A lyrical look at how progressives need George Bush

Over at the Paragraph Farmer, you can read an almost lyrical article examining the way in which Progressives desperately needed George Bush to give meaning and shape to their lives, and get a sense of the problems they’ll have when, as will inevitably happen in 2009, he leaves the political scene.  Here’s just a sample to whet your appetite:

Anger is the second stage on the continuum of response to trauma, and a textbook expression of that emotion was offered by the two towns in Vermont that voted earlier this month to indict the president on charges of “violating the Constitution.” While Green Mountain State activists high-five each other over pints of “Chunky Monkey” and “Cherry Garcia,” their allies in the mainstream media play a game of guilt by association, because the anger they feel toward President Bush often extends even to things that involve him only peripherally. For example, former newscaster Bree Walker makes her home in California, but bought property in Texas that used to belong to Cindy Sheehan, and promptly professed herself appalled by billboards that welcome people to Crawford by describing it as the “Hometown of President George W. Bush.”

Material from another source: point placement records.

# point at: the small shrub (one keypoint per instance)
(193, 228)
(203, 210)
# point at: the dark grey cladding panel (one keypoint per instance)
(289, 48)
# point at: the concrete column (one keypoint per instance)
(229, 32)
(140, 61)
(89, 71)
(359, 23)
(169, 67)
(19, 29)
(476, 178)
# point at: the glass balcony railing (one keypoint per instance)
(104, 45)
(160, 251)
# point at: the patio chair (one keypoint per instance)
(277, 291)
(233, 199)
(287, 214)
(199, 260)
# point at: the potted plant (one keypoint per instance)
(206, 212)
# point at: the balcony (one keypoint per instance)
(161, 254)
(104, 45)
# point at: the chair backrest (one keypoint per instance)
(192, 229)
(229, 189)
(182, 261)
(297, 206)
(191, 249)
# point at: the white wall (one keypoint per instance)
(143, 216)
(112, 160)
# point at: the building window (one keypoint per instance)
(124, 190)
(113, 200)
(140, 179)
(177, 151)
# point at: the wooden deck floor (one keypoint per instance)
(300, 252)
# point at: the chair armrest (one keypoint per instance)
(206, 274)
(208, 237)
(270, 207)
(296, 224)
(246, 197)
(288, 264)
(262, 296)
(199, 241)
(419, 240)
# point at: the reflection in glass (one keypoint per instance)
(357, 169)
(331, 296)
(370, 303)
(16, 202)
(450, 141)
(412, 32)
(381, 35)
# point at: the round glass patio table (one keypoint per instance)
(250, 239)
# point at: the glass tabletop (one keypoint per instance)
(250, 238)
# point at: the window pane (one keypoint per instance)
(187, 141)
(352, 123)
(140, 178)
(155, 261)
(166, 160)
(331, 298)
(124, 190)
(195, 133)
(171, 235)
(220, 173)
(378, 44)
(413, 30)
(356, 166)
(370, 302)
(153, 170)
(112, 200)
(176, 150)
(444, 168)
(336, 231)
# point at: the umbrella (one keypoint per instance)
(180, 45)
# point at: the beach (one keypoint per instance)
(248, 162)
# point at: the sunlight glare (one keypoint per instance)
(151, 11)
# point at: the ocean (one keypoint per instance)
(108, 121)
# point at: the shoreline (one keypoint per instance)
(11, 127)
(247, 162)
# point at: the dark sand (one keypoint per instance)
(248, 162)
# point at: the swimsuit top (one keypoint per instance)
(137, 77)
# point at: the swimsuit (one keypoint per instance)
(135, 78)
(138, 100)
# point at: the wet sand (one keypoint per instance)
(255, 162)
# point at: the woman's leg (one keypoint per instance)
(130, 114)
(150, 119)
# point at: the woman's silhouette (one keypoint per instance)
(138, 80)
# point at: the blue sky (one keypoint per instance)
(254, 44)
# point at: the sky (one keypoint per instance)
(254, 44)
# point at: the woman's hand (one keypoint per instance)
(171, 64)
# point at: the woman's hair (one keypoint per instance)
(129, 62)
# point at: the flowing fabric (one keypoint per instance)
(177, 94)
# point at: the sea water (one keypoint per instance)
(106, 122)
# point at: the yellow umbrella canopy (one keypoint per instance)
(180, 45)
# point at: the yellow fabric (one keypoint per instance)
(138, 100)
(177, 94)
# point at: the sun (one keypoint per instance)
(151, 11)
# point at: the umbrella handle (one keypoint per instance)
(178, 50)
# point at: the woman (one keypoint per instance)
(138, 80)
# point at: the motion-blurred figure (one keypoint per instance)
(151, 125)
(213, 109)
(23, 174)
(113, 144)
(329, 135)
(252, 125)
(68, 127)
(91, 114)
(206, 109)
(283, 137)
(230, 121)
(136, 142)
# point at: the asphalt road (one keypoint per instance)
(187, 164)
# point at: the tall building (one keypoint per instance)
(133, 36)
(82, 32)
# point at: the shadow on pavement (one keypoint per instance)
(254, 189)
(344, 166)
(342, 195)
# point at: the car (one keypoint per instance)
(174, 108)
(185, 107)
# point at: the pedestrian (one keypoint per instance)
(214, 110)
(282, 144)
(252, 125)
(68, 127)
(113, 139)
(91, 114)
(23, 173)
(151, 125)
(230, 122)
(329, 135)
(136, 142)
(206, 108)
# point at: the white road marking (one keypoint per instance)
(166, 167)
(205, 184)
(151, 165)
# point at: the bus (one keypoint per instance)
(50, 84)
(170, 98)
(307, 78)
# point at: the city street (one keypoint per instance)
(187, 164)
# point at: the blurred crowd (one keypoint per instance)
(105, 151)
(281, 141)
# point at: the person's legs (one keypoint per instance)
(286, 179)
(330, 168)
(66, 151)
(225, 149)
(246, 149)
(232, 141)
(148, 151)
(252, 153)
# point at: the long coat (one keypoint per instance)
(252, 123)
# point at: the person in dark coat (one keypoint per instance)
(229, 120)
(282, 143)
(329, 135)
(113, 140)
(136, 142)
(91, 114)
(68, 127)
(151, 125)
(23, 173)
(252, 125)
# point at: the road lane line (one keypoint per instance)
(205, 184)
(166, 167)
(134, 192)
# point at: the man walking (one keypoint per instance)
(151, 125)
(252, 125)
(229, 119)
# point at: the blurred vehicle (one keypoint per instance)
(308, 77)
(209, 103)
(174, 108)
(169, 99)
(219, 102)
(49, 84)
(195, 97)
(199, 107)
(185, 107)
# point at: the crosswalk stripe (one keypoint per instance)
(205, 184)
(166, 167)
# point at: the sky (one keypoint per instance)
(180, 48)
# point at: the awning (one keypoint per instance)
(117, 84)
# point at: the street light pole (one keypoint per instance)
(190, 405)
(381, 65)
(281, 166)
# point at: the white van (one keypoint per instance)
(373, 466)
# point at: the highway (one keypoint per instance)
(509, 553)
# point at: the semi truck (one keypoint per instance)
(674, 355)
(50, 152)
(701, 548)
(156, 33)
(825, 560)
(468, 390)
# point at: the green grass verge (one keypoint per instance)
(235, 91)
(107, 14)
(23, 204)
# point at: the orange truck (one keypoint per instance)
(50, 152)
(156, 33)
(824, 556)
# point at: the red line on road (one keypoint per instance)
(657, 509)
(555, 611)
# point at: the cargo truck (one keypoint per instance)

Bushian influence is a pernicious thing to pundits of her ilk. Walker, not a Texas Ranger, now promises to “stand by with gallons of white paint and enough brushes and rollers for every man, woman and child who’ll join us in eradicating what the folks hereabouts may someday come to see as an obscenity and smear on the good name of Crawford.” If the townsfolk don’t rush to her paint brushes, Walker will probably trade Diet Dr. Pepper for a soft drink with no roots in the Lone Star State. As a subheading in Newsweek magazine recently screeched, “Texas produces more carbon emissions than most countries, but the state government and business community don’t seem too concerned.”